WithinRange(r::Real) <: SearchType

Search type representing all neighbors with distance ≤ r from the query (according to the search structure's metric).

NeighborNumber(k::Int) <: SearchType

Search type representing the k nearest neighbors of the query (or approximate neighbors, depending on the search structure).


Bulk searches

Some packages support higher performance when doing bulk searches (instead of individually calling search many times).

bulksearch(ss, queries, t::SearchType [, skip]; kwargs... ) → vec_of_idxs, vec_of_ds

Same as search but many searches are done for many input query points.
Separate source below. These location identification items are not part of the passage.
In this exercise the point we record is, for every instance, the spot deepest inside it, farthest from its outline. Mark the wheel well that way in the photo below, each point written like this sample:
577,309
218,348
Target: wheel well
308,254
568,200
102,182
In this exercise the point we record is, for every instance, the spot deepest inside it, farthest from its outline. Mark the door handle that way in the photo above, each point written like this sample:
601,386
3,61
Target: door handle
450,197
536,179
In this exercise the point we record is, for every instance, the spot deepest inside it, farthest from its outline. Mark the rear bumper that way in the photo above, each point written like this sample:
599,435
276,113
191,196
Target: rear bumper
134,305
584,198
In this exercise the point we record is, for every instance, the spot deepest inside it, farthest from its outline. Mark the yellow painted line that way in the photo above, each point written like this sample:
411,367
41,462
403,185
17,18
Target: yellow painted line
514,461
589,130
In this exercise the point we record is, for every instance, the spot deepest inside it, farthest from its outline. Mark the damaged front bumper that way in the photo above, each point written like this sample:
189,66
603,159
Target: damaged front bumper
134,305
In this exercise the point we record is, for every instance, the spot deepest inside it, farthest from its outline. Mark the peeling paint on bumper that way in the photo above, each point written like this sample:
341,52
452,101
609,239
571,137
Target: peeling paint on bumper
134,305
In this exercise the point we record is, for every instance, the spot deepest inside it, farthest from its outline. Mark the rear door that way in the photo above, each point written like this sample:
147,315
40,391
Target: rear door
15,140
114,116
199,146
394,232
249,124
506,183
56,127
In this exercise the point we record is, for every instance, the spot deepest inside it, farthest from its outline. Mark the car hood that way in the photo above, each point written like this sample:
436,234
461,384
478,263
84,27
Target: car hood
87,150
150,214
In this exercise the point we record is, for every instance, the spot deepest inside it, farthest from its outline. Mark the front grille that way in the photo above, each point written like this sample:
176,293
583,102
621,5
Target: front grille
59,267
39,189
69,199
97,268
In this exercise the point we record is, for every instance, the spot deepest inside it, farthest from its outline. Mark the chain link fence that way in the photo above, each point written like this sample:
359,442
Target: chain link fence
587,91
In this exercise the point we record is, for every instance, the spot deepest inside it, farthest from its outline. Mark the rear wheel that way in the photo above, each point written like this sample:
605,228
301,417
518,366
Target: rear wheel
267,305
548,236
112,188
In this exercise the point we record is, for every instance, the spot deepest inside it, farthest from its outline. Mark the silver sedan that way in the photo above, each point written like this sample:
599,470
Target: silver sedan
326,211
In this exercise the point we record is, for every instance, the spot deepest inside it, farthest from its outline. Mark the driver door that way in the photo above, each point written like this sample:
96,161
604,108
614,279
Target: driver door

In this case skip takes two arguments skip(i, j) where now j is simply the index of the query that we are currently searching for (j is the index in queries and goes from 1 to length(queries)).


Brute force searches

The BruteForce "search structure" performs a linear search through its data array, calculating the distance from the query to each data point. This is the slowest possible implementation but can be used to check results from other search structures for correctness. The Neighborhood.bruteforcesearch function can be used instead without having to create the search structure.

bruteforcesearch(data, metric, query, t::SearchType[, skip])

Perform a brute-force search of type t against data array data (by calculating the metric for query and and every point in data).


Theiler window

Theiler(w::Int, nidxs = nothing)

Struct that generates skip functions representing a Theiler window of size w ≥ 0. This is useful when the query of a search is also part of the data used to create the search structure, typical in timeseries analysis. In this case, you do not want to find the query itself as its neighbor, and you typically want to avoid points with indices very close to the query as well. Giving w=0 excludes the query itself as its neighbor, see the boolean expressions below.

Let theiler = Theiler(w). Then, theiler by itself can be used as a skip function in bulksearch, because theiler(i, j) ≡ abs(i-j) ≤ w. In addition, if the given argument nidxs is not nothing, then theiler(i, j) ≡ abs(i-nidxs[j]) ≤ w. (useful to give as nidxs the indices of the queries in the original data)

However theiler can also be used in single searches. theiler(n) (with one argument) generates the function i -> abs(i-n) ≤ w. So theiler(n) can be given to search as the skip argument. Notice that theiler is an instance of Theiler, and in summary you'd have to do Theiler(w)(n) and give that to search.